La lista de compras era simple: pan, leche, verduras, champú y… sandía. Porque, como dijo Liza por la mañana:

—¡Quiero la roja, la que mamá come con cuchara directo de la mitad!

¿Y cómo negarse?

Ahí estaba yo, frente a la sección de sandías. Y todas, las muy malditas, parecían sospechosas. Una con mancha, otra con una grieta, otra parecía ya pasada por dentro. Tomo una, golpeo —más o menos. Tomo otra —mejor sonido. Tercera —dudas de nuevo. Así estuve cinco minutos. La gente pasaba y me miraba como si fuera una catadora profesional. Pero yo me lo tomaba en serio, con la responsabilidad de quien elige a un candidato para un trabajo.

—Estás eligiendo con seriedad —dijo una voz masculina a mi espalda.

Me giré. Un hombre de unos cuarenta, camiseta, jeans, ojos entrecerrados. Sonreía. Sin arrogancia. Solo… de forma amable.

—Mi hija me pidió una sandía “de las que se comen con cuchara”. ¿Y cómo le explico que traje una “de las malas”? —respondí sonriendo.
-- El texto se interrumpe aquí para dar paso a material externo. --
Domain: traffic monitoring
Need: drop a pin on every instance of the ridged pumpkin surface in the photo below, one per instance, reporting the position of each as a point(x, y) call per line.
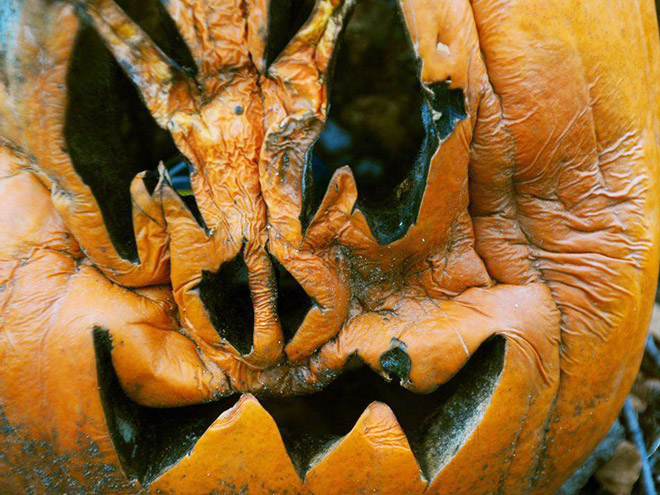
point(532, 246)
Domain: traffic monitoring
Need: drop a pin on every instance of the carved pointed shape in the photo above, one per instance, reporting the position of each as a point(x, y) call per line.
point(241, 452)
point(374, 457)
point(154, 74)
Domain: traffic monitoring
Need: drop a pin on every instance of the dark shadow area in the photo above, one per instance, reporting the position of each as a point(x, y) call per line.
point(285, 18)
point(150, 440)
point(147, 440)
point(227, 299)
point(110, 135)
point(380, 122)
point(293, 303)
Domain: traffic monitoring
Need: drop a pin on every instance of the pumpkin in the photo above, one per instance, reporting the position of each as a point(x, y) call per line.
point(471, 328)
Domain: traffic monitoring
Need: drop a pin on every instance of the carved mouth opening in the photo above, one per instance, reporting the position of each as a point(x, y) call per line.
point(148, 440)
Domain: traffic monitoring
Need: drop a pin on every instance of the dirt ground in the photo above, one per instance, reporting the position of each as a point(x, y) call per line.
point(616, 466)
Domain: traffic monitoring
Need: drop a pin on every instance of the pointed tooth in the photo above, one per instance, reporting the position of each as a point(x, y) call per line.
point(374, 457)
point(335, 209)
point(241, 451)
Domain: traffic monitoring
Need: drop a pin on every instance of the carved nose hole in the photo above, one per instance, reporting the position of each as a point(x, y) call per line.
point(293, 303)
point(228, 302)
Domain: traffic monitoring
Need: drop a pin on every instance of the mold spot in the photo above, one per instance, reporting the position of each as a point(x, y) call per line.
point(448, 107)
point(396, 362)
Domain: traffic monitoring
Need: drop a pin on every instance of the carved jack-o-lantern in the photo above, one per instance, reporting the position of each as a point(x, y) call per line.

—Entonces tiene que ser esa —señaló una—. Está un poco achatada, tiene mancha amarilla —eso quiere decir que estuvo al sol. Y el tallo seco —eso es buena señal. Golpéala, debería sonar apagado, no hueco.

—Wow. Todo un experto. ¿Oficialmente?

—No, solo experiencia. Tres hijos, cada verano —guerras de sandía.

Solté una carcajada.

—Masha —le extendí la mano.

—Artem.

Charlamos un poco sobre sandías, sobre el verano, sobre lo caro que está todo en las tiendas, y sobre cómo, con todo y todo, la ciudad calurosa sigue oliendo a tilo y asfalto derretido. Elegí la sandía, le di las gracias, y nos fuimos cada uno por su lado —sin promesas, sin números, sin dobleces. Solo un momento. Cálido. Veraniego. Nuestro.
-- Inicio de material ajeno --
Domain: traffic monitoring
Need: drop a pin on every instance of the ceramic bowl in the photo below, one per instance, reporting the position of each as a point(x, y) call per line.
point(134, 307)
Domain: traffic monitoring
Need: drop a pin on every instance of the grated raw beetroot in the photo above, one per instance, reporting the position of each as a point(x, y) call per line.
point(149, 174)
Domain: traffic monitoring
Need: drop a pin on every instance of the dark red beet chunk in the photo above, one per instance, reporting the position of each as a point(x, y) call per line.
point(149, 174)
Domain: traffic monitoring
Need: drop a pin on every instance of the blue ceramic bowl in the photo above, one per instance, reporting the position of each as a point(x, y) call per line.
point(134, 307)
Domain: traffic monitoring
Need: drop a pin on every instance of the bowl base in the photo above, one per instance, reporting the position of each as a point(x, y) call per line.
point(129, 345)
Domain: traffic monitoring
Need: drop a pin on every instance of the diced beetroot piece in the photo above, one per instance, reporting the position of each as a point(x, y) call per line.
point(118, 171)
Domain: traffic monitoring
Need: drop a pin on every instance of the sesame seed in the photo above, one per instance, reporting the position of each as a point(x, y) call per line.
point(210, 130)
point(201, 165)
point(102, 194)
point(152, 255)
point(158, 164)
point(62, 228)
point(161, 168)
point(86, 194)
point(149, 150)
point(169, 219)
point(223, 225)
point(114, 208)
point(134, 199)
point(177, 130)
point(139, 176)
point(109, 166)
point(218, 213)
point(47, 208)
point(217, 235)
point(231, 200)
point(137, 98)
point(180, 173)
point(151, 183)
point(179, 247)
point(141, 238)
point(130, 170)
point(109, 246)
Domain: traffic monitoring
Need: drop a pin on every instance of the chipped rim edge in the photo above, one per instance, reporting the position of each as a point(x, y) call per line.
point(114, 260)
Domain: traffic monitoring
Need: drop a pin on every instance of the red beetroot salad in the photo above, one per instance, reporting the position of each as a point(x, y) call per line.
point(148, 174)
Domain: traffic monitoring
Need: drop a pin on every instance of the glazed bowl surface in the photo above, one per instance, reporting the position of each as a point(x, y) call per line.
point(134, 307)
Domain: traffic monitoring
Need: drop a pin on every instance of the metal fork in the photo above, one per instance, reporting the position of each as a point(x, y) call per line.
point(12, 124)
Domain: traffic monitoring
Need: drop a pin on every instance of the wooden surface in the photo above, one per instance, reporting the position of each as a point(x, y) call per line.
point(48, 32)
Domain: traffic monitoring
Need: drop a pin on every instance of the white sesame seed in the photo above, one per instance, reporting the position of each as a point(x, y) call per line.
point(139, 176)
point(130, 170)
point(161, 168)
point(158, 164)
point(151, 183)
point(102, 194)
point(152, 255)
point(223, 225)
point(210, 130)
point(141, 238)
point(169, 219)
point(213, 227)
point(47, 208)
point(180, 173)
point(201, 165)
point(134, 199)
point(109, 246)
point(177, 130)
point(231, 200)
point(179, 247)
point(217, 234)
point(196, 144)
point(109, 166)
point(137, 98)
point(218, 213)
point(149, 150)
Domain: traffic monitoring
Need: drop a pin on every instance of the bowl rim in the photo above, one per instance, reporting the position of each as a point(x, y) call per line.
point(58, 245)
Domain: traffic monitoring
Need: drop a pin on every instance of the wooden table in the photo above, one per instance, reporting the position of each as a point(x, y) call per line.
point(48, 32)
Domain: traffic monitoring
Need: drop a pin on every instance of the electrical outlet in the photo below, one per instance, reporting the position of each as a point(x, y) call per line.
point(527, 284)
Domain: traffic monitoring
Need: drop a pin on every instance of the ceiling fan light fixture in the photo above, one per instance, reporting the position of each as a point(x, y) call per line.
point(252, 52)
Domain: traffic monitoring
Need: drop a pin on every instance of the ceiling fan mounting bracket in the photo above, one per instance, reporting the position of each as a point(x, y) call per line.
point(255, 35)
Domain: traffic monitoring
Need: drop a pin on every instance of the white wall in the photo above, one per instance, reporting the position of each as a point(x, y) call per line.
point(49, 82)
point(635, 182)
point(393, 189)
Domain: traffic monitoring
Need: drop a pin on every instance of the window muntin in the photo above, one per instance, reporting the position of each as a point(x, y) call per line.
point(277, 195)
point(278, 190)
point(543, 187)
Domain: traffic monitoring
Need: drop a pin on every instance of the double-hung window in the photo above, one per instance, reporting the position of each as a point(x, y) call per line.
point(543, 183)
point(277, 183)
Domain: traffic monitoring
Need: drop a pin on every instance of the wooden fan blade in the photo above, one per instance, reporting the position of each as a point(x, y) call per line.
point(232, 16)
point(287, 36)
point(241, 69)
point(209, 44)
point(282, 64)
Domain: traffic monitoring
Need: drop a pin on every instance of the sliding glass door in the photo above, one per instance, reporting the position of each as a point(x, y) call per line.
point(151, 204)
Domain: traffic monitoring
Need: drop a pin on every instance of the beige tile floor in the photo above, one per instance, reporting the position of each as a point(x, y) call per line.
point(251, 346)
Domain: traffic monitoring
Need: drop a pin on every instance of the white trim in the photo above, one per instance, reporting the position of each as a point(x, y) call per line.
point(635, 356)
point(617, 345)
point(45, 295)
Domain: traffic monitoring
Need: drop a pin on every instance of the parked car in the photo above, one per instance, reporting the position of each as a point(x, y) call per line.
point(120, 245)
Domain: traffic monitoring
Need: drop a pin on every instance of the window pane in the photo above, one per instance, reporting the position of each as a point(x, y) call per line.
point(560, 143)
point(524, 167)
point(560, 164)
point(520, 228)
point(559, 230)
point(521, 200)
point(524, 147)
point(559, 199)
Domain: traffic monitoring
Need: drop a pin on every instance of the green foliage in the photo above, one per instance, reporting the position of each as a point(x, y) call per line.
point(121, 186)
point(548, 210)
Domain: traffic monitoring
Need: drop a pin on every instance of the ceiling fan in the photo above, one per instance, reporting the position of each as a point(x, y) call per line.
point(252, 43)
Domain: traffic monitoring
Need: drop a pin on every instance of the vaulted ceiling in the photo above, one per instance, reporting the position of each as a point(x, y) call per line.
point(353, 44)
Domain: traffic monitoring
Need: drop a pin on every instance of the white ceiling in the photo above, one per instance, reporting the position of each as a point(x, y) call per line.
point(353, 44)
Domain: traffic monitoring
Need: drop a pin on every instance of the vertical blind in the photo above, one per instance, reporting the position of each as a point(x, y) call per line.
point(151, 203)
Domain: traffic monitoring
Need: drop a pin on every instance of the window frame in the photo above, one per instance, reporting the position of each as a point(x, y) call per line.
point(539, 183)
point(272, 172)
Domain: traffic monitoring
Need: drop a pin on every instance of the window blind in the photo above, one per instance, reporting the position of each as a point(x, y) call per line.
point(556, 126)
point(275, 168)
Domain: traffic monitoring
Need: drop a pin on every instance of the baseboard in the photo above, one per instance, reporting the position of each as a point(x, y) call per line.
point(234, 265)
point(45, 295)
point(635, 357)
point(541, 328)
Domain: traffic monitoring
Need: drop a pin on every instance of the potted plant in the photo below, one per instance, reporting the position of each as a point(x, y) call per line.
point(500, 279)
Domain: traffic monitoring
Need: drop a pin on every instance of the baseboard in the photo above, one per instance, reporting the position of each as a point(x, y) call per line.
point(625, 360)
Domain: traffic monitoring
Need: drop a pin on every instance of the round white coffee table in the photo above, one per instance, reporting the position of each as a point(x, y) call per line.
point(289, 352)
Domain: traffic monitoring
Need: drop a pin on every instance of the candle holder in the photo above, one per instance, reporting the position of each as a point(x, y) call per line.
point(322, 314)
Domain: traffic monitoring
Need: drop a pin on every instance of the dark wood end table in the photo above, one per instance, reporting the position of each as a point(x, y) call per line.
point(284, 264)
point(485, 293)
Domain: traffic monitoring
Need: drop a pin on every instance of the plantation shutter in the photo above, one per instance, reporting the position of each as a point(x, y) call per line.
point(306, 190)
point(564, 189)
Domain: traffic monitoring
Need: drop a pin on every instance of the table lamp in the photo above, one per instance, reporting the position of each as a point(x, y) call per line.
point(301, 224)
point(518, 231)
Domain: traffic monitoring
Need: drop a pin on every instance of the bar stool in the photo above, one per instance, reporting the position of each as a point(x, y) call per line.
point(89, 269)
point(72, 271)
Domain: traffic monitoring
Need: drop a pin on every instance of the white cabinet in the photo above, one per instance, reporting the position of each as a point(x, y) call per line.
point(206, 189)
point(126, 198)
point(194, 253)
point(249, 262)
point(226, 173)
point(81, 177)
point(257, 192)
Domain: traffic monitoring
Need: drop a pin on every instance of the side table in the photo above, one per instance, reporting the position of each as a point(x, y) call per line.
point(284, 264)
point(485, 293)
Por la tarde volví a casa. Con la sandía. Con polvo en las piernas. Y con una sonrisa en los labios. Liza me recibió como una heroína:

—¡Mamá, es esa! ¿La roja?

—Es ella, con corazón de miel —dije con solemnidad.

Nos sentamos en el porche. Corté la sandía. Perfecta. Jugosa, roja, con semillas pequeñitas. Comíamos con cuchara, reíamos, Liza se pintó los labios con el jugo y luego empezó a hacer de “princesa sandíavina”.